Authors: Nora Eckert and David Shepardson
DETROIT (Reuters): General Motors had to exit its robotic cruise business, most Wall Street analysts agreed on Wednesday, but the automaker’s decision was still a disappointing end to an operation that GM had touted as a potential $50 revenue generator. billion dollars 2030.
The largest U.S. automaker withdrew from Cruise on Tuesday after assessing further investments needed in a competitive market, executives said, adding that they intend to transfer some of Cruise’s talent to GM to continue developing driver-assistance systems.
“We see this news as a step in the right direction for GM as we believe investors have lost patience with the massive spending (~$10 billion) associated with robotaxi development, with little to be said about the investment,” Garrett Nelson, analyst at CFRA Research wrote.
GM shares rose 3% in the after-hours on Tuesday immediately after the announcement, but gave up those gains during Wednesday’s regular session and closed up 1.3%.
Nelson said the announcement “damages the credibility of GM management, which told investors last year that the Cruise business could generate $50 billion in annual revenue by 2030.”
Speaking to reporters on Wednesday night, GM CEO Mary Barra explained why the automaker was targeting Cruise.
“At that time, we really felt like we were going to be rolling out our vehicles faster than before,” Barra said, adding that “there was definitely a regulatory element where we hadn’t built the right relationship with our regulators.”
Cruise came under scrutiny following an October 2023 accident in which one of San Francisco’s robotoxies struck and seriously injured a pedestrian after being struck by another vehicle. Last month, Cruise pleaded guilty to filing a false report to influence a federal investigation and agreed to pay a $500,000 fine as part of a U.S. Department of Justice deferred prosecution agreement.
To date, GM is well ahead of its competitors. In 2024, the company’s stock is up 45%, Ford (NYSE:) is down 14% and Stellantis (NYSE:) is down 37%.
“I hope you can see that we are actively making decisions,” Barra said, when also faced with other questions about the automaker’s cost-cutting efforts amid turbulent demand for electric vehicles, changing technology and a recent presidential administration .
GM recently scaled back electric vehicle plans, sold a stake in one of its joint venture battery plants and reported a $5 billion loss at its China operations amid a restructuring. GM is now focusing on its core business: producing pickup trucks and other immense gasoline-powered vehicles.
Analysts say Cruise’s competitors, including Alphabet’s (NASDAQ:) Waymo, Baidu (NASDAQ:) and Tesla (NASDAQ:)) are well-financed and may have better technology. Waymo, which develops autonomous passenger transportation services, still loses billions of dollars a year.

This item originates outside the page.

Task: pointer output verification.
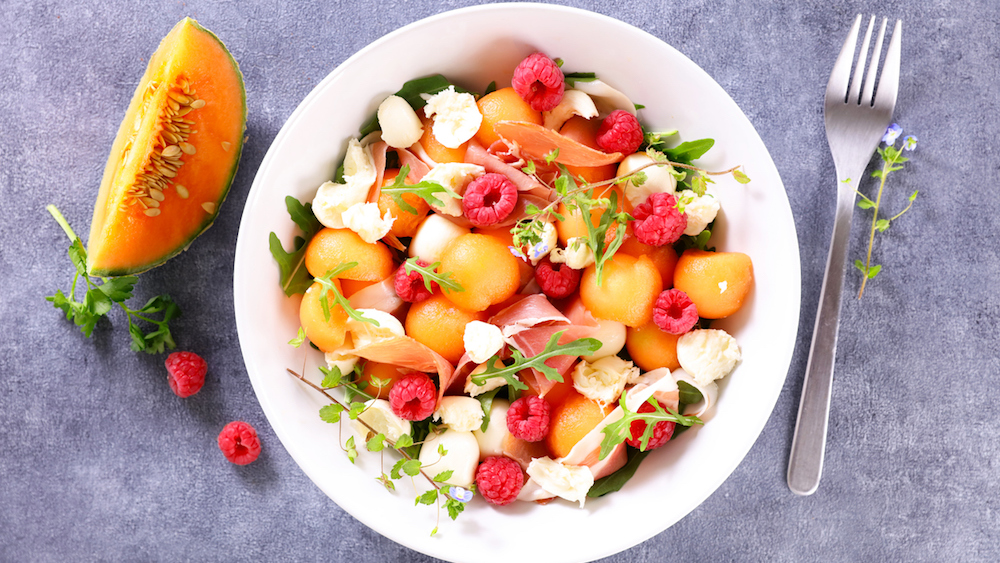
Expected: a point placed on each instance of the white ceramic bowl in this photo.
(473, 47)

Barclays (LON:) noted that Alphabet, which generates more than $100 billion in profits annually, is able to absorb the costs associated with Waymo’s development. However, GM is expected to report 2024 profits of $14 billion to $15 billion.

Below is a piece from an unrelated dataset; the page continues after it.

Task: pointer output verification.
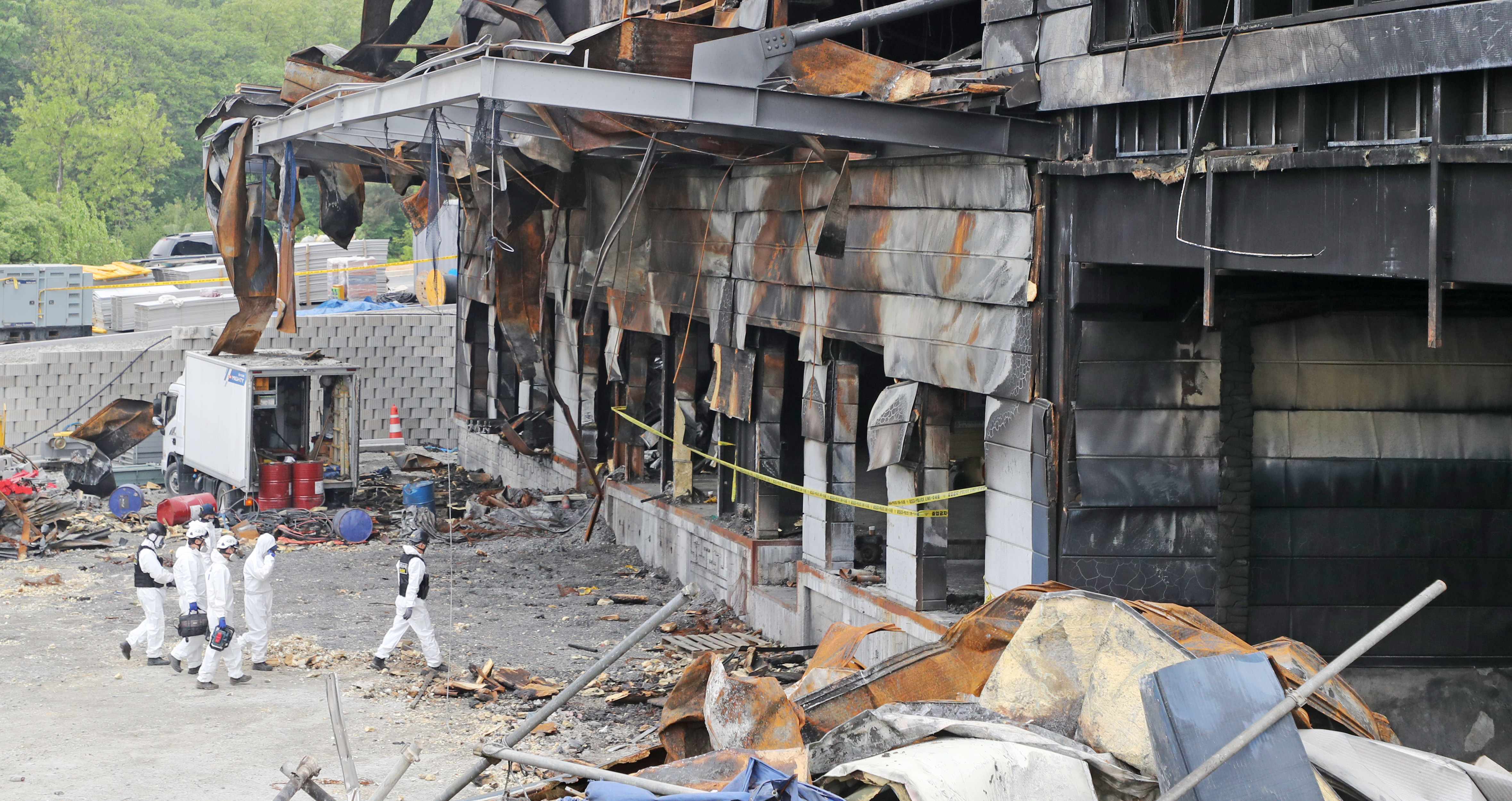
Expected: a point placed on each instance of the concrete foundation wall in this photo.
(406, 359)
(1434, 709)
(1457, 713)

“It is clear from Waymo that an AV robotics company is best run by an entity with deep pockets,” Barclays said.
CHINA, TRUMP AND Elon
Separately, Barra said GM has a future in China and can be profitable with its Buick and Cadillac portfolios there.
She also discussed Tesla CEO Elon Musk and President-elect Donald Trump, expressing hope that the pair would aid establish a federal framework for autonomous regulations.
“I think a federal framework will allow everyone to be more efficient. “I think there is an opportunity there,” Barra said.
Barra will again have to meet with Trump, who has publicly criticized her in the past for GM layoffs and U.S. plant closures. Barra said she hopes the president-elect will be open to discussing some of his proposed policies, such as limiting electric vehicle tax breaks or increasing tariffs on Mexico and Canada would affect the automaker.
“In my experience, he listens carefully,” she said.
Moreover, Microsoft (NASDAQ:) said on Wednesday that it expects an impairment charge of approximately $800 million in the second quarter of fiscal 2025 related to GM’s Cruise decision.